My copy of Leonard Cohen’s Selected Poems 1956-1968 is not actually mine. I stole it from my childhood home eight years ago.
When my parents split I was 18 years old, and it came down to me as the eldest child to sort through the attic full of books they had accumulated over their 25-year marriage. Not only did they want rid of all the books they’d owned together, but they weren’t concerned about the books they had brought to the marital home from their single lives. Anything I wanted was mine; everything else was gone. But how could I throw these books away? I recognized spines, titles and cover art from my childhood, when I would spend hours pawing through the floor-to-ceiling shelves in my father’s study. I didn’t read a Stephen King novel until I was 16, but I could have recited the titles from the age of seven. When I was nine I spent three weeks ‘reading’ George Orwell’s 1984, though all I could remember was the rats and the sex; the paperback still had greasy marks on pages 45-70 where I dropped a piece of buttered toast. Many of the books were inscribed with my mother’s maiden name and schoolgirl marginalia. You don’t just throw those things away.
I took Leonard Cohen’s Poems 1956-1968 for the sole reason that it had my father’s name written on the inside cover. For the next eight years I dragged it from four years of student digs to my mother’s new flat (because English Lit degrees do not lead to rent payments) to my first flat with my girlfriend, and I never read it. Sometimes I would pull it off the shelf and flip through it, scanning for my father’s handwriting in the margins. josephine – medicine 1971-72. anne without the e, 1974. susan brown, my love, jan 75. I didn’t know who these women were, but I knew they weren’t my mother. These insights into my father’s past were enough; I put the book back on the shelf and forgot all about it.
Six months ago, I developed a predilection for reading poetry in the bath, accompanied by a glass of red wine and enough candles to burn down the flat if they got too near the shower curtain. I’d always been a bit scared of poetry so all I had were my university course books – Palgrave and Norton, Yeats and Blake – and a few books salvaged from my parents’ house. Not surprisingly, I was soon bored by Songs of Innocence and Of Experience; call me a yob, but I’m not inspired by lines like “Little lamb, God bless thee!”. The only poetry that didn’t seem to concern itself with wars or flowers was Leonard Cohen’s Poems 1956-1968, so it accompanied me to my next bath.
And then I had a revelation. When I read Leonard Cohen, I was not me; a tattooed, queer, broke 26-year-old writer with two useless arts degrees and a waitressing job. I read the poems as I imagined my father read them. I read them as the boy he was: a sombre rugby player, a heartbreaking poet, a middle child in a strict and silent family. I read them as the man he would become: an overeducated, soft-voiced, manic-depressive, shake-handed man who always knows the answers. Just for a few grasping seconds, I understood him.

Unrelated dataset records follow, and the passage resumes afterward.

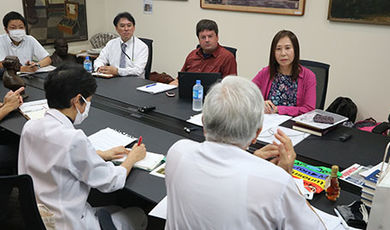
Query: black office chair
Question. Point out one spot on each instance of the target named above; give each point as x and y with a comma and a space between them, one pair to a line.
231, 49
148, 66
29, 214
321, 70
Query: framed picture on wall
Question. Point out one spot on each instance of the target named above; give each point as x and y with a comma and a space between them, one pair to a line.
288, 7
51, 19
360, 11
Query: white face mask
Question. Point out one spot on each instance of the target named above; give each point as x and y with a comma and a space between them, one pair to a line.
17, 35
80, 117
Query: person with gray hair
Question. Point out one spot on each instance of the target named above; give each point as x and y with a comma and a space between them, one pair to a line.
218, 185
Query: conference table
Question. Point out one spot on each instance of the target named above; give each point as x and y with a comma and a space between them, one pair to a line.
116, 105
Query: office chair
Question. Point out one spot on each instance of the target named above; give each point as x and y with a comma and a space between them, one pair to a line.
29, 214
231, 49
148, 66
321, 70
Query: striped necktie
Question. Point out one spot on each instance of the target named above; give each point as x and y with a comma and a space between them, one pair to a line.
122, 62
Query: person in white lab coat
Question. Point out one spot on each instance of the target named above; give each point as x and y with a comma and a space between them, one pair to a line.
216, 184
63, 163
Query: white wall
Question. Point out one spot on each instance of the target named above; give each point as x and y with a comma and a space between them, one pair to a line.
358, 53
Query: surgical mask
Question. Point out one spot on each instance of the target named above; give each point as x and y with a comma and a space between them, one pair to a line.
17, 35
80, 117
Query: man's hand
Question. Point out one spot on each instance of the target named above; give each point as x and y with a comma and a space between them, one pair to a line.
269, 152
29, 67
269, 107
286, 152
108, 70
12, 100
174, 82
137, 153
114, 153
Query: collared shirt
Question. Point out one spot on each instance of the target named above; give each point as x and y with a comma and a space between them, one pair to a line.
219, 186
220, 61
64, 167
28, 48
136, 50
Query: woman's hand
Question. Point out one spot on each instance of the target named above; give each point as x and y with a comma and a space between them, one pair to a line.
114, 153
269, 107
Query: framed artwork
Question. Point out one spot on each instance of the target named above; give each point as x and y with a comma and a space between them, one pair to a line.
288, 7
51, 19
360, 11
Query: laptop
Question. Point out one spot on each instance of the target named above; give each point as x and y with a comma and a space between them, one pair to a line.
188, 79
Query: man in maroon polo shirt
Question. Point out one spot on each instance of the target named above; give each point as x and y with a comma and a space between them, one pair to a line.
210, 57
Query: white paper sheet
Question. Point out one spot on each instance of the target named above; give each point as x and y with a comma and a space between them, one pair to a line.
156, 88
151, 161
196, 119
273, 120
108, 138
268, 136
160, 210
34, 109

But at times I think that maybe I just don’t like Leonard Cohen at all. I don’t like that his poems can be conceited and unromantic, such as ‘These Heroics’:
If I had a shining head
and people turned to stare at me
in the streetcars
…
do you think that I would remain in this room,
reciting poems to you,
and making outrageous dreams
with the smallest movements of your mouth?

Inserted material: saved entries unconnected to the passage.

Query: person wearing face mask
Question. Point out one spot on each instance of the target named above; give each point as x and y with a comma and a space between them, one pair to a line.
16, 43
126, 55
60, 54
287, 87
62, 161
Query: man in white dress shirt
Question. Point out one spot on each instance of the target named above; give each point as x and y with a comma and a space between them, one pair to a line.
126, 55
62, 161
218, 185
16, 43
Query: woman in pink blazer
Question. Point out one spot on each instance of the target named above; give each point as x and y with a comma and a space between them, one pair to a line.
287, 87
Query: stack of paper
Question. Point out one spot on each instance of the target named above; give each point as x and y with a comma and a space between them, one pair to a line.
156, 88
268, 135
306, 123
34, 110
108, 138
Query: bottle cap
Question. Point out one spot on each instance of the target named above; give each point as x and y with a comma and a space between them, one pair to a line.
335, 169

Maybe I’m a romantic or maybe I just have blinkers on, but I think that poetry is all about making outrageous dreams from the smallest movements. I also don’t like that Leonard Cohen’s women are just for fucking or writing poetry about – usually both. I don’t like that he takes himself too seriously, or not seriously enough, depending on your reading:
I want your warm body to disappear
politely and leave me alone in the bath
because I want to consider my destiny
But then I wonder: did my father lust after the powerful and damaged Queen Victoria, as Leonard Cohen lusted after her “skin slightly musty with petticoats”? Did he wish he could demand elopement with the bus driver, like in ‘The Bus’? Did he see himself in the tongue-tied man searching for words outside poetry, as in ‘Gift’? And then I remember why I love my imperfect-perfect father, and why I love this book.